I began configuring the site, and had many chat conversations and a phone exchange with the Bluehost folks, all of which were delightful.
Tuesday night at 9pm, more than a day after the last exchange with Dreamhost, I received the following:
I’m very sorry about this. The limit was lower than it should have been set. I just ran a config to update this for you. If you notice any further disruptions let us know and we’ll check your logs again. I’m sorry to say we cannot disclose the exact limits, but they are higher than 50MB.
I checked, and my servers were still non responsive. Whatever the tech did it didn’t help. I wrote back that I was moving to Bluehost. Instead of questions about why I was leaving or how they could make things right I received a canned response with account shutdown instructions. Don’t let the door hit you in the ass on the way out, dear customer. Yeah, thanks.
Meanwhile, David and I borked the first attempt to move the WordPress installs. Neither of us are WordPress heroes, so we ended up with corrupted databases. I logged a ticket asking them to reset them to clean installs and went to bed. When I woke up I was looking forward to some morning puttering, but there was an email waiting saying the ticket was closed and the clean servers were ready for me to setup. So I did.

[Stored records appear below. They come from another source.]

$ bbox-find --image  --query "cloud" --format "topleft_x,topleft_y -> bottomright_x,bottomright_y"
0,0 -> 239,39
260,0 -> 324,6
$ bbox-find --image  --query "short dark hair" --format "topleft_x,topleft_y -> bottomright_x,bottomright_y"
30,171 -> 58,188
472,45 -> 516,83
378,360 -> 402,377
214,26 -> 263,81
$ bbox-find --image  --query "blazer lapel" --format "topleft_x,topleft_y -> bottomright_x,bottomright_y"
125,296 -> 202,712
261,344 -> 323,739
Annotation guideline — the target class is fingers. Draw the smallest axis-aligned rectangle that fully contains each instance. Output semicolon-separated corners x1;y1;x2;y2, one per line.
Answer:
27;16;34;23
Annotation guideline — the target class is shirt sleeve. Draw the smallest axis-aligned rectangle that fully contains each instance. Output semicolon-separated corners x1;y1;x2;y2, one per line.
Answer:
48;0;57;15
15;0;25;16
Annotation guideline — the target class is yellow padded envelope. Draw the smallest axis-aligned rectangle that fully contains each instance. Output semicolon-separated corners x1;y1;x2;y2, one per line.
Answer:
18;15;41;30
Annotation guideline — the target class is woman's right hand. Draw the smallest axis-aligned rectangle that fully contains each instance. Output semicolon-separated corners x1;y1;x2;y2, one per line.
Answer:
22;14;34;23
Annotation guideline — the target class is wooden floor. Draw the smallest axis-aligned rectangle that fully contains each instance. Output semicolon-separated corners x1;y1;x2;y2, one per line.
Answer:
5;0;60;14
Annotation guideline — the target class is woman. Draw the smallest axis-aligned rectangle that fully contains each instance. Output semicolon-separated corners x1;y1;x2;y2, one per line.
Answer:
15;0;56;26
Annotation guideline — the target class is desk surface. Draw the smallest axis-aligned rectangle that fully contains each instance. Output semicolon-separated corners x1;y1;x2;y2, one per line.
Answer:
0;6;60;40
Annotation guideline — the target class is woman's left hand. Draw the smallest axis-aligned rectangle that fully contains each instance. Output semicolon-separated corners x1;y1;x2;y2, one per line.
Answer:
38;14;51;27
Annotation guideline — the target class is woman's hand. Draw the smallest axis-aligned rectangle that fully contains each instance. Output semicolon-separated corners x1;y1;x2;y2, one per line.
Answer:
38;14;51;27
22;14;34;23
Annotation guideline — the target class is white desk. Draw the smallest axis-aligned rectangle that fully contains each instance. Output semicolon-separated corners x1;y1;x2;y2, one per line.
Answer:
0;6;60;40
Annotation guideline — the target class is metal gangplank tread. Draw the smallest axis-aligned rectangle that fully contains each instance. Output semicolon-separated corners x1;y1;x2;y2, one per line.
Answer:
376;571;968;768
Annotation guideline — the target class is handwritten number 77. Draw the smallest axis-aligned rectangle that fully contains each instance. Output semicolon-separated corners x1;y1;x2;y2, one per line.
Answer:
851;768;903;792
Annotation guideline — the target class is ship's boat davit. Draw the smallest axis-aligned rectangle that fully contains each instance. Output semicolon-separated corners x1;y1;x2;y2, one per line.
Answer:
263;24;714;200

Instead of the attempt to move things I started from scratch configuring the new instances on Bluehost to match the old ones on Dreamhost. This was when the difference REALLY became apparent. I started by uploading all the content (the easy part!) and installing all of the same plug-ins and themes, putting the servers under identical loads. I then had to walk through all the configuration screens to make them match. I would push a button on Dreamhost, knit a round on a sock (I kid you not! a minute at least, and frequent 503’s!) then when Dreamhost FINALLY refreshed I’d push the same button on Bluehost, the page would load in under a second, and I would flip switches and type in #color codes and do whatever and sundry to make them match, then push another button on Dreamhost and knit another round.
It was excruciating.
I started at 7am, and was still configuring at 6:30 pm when David came home.
Finally it was done, though. I contacted Bluehost tech support, we did configuration and DNS witchery to point the world at the new sites, and I’m now ready to say buh-bye to Dreamhost. Things have been humming along for a day and a half now. I’ve got all my clients switched over to the new installs, and have exercised all my posting tools, and tweaked and poked at things until I’m fairly content. It’s much more pleasurable to tune up a WordPress install when it responds immediately to my clicks. 🙂
In summary, Bluehost isn’t perfect, but they’re awfully good. They really seem to care about making things right. They are consistently cheerful and responsive, which is a hard thing to maintain in a big customer support organization. They make me want to take a trip to Provo, UT with a plate of brownies. I love hiking in the hills near Provo, actually; I have several fond memories of visiting. Perhaps on my next trip I’ll say thanks in person.
Dreamhost, on the other hand, at least as of this writing is horrid. run away, run far away.